Tra le novità che non figuravano nel piano di volo dei precedenti test, ci sono due elementi chiave per il futuro utilizzo della navetta. Il primo è banale ma cruciale: 11 minuti e 56 secondi dopo il decollo, Starship aprirà il portello del carico. Non è un’ogiva che si dischiude a metà come per molti razzi, ma un portellone dal quale è programmato che un giorno transiteranno carichi, satelliti e, infine, anche astronauti. Starship non è infatti concepita solo per la Luna, ma data la sua capacità anche e soprattutto per far fronte a un’intensa attività commerciale. Può portare fino a 150 tonnellate in orbita bassa (sono tanti, tantissimi satelliti, anche per far crescere la costellazione Starlink che ne prevede decine di migliaia) e una trentina in orbita geostazionaria. E se, come previsto, una volta in orbita fosse in grado di fare il pieno, l’astronave sarebbe capace di trasportare 100 tonnellate sul suolo selenico.

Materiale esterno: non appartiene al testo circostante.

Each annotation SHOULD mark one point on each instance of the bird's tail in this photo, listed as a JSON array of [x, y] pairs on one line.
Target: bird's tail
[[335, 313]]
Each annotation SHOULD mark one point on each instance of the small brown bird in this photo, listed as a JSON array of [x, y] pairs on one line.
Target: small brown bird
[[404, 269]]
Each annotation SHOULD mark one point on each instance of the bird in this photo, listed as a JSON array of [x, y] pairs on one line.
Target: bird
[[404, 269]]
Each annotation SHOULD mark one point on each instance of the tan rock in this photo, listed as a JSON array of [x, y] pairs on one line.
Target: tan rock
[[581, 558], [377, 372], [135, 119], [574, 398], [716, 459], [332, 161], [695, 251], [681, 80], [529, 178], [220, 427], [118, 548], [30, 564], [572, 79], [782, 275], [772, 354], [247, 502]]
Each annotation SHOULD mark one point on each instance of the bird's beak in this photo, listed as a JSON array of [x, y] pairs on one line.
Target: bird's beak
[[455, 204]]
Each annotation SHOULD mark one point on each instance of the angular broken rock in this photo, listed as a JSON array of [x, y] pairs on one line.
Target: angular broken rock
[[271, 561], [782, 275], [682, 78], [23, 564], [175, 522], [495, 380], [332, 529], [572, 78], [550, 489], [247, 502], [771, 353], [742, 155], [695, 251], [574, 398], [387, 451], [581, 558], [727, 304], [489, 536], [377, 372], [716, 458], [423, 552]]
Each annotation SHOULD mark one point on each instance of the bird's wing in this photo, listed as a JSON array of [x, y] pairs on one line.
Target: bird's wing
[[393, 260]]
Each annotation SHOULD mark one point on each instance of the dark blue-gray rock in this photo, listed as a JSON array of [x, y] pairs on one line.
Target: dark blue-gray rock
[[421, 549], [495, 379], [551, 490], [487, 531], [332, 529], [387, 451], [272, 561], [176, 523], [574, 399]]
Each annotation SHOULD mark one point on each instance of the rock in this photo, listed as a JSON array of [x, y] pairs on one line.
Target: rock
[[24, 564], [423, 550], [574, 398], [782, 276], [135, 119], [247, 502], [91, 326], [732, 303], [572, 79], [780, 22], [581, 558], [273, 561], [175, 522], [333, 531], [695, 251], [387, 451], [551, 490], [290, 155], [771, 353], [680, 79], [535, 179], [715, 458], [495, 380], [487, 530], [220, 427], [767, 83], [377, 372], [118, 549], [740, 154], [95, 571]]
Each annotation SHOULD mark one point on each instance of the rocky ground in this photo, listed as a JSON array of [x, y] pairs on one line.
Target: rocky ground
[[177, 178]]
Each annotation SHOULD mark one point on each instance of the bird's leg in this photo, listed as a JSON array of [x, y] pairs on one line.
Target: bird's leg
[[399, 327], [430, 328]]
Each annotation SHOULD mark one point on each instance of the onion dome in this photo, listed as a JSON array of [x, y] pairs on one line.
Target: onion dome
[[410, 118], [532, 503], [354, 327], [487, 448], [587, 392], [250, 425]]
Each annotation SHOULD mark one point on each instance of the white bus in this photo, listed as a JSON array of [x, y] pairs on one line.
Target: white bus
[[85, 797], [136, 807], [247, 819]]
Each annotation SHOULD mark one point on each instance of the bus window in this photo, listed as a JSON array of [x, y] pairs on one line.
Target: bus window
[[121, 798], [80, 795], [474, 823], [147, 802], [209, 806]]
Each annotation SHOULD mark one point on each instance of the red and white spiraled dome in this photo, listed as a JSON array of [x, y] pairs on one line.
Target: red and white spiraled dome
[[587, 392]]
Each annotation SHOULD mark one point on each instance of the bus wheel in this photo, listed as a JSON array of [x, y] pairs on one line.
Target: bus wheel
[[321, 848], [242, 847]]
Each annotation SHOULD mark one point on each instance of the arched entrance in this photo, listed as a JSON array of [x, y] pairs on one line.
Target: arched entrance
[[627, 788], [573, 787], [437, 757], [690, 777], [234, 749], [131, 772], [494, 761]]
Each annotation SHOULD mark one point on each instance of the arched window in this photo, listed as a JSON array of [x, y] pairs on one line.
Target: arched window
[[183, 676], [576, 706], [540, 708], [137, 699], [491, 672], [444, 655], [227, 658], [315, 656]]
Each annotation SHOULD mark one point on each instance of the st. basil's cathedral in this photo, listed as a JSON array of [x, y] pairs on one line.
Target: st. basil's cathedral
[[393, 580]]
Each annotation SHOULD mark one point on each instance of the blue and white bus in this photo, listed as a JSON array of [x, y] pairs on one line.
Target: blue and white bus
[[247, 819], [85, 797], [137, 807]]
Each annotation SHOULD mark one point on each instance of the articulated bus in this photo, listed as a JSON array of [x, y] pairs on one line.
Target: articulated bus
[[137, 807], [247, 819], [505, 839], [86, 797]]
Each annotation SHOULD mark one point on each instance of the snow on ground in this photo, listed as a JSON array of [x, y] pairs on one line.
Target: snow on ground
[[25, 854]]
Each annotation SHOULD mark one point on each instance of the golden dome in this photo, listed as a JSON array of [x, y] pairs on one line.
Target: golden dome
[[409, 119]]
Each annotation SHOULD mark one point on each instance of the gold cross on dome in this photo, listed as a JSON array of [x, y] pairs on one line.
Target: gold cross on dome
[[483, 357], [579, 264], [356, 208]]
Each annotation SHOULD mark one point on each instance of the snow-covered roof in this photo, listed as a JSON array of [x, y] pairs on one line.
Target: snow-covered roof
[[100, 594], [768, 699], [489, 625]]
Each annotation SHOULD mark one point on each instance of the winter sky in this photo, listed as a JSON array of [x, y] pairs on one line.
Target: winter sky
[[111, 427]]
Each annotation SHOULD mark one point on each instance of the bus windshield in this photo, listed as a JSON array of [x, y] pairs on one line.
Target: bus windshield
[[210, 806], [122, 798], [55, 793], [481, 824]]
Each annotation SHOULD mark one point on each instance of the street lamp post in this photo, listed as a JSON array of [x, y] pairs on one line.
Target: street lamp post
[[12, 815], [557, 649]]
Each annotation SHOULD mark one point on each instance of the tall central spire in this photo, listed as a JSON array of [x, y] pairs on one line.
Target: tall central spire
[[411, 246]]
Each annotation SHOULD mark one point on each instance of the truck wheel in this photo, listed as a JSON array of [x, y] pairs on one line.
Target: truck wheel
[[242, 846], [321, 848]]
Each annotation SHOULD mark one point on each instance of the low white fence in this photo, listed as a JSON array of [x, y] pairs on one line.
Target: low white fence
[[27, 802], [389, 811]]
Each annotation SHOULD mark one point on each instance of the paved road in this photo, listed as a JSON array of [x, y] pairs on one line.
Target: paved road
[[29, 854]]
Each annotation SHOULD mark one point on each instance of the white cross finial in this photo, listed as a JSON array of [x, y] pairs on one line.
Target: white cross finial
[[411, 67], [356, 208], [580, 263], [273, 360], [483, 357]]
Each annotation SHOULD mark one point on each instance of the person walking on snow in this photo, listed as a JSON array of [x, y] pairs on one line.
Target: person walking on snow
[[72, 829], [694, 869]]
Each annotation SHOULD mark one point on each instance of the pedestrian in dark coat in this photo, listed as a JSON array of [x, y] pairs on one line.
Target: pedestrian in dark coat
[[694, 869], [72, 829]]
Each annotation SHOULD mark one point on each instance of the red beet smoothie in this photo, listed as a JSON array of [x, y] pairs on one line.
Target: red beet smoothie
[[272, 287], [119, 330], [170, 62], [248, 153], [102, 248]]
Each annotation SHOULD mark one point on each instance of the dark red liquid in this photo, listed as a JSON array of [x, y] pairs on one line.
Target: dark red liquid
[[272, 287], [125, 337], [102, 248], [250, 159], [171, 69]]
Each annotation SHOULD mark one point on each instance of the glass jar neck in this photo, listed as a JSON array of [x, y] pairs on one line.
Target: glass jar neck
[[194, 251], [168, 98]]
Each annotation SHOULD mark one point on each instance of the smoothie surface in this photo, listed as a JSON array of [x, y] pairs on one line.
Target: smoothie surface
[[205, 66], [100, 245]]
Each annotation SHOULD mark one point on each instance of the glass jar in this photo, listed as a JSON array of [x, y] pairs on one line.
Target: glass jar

Ed è proprio pensando alla Luna (e a Marte) che sarà effettuato il secondo test, a 24 minuti dal lancio: con il portellone ancora aperto, si proverà una dimostrazione di trasferimento del propellente da un serbatoio all’altro, in condizioni di vuoto assoluto. Sarà un’altra prima volta, un passo in avanti fondamentale per operazioni più complesse e mai tentate, quando una Starship in versione “serbatoio” dovrà agganciarne un’altra e rifornirla. Sono in molti, anche in Europa, che come la Nasa guarderanno con attenzione l’esito del test.

 

Traguardare la Luna

SpaceX ha infatti l’incarico di fornire all’Agenzia spaziale americana un veicolo per un allunaggio previsto, ad oggi, per la fine del 2026. Per fare rotta verso la Luna con il suo pesantissimo carico, Starship, secondo quanto dichiarato da una dirigente della Nasa a gennaio, dovrà effettuare un numero di rifornimenti in orbita nell’ordine degli “high teens”: significa lanciare fra le 14 e le 19 Starship. Non solo; prima di imbarcare un equipaggio, dovrà anche effettuare una missione dimostrativa di discesa e risalita dalla superficie lunare. I tempi stringono.

Il programma Artemis ha subito ritardi anche per difficoltà emerse durante la prima missione senza equipaggio al sistema della capsula Orion, ma non è un segreto che una delle preoccupazioni riguarda proprio i ritardi nello sviluppo di SpaceX. I cui primi due voli, quand’anche non li si considerasse fallimentari come fanno Elon Musk e la sua azienda, non possono essere definiti un trionfo. Quello che SpaceX chiama “approccio rapido di sviluppo iterativo”, qualcosa di traducibile con meno test in laboratorio e più lanci “veri”, ha già garantito gli spettacolari “fuochi d’artificio” promessi da Musk. Un approccio allo sviluppo delle tecnologie non orfano di critiche. C’è da credere che il tycoon, questa volta, firmerebbe per vedere meno esplosioni e più risultati.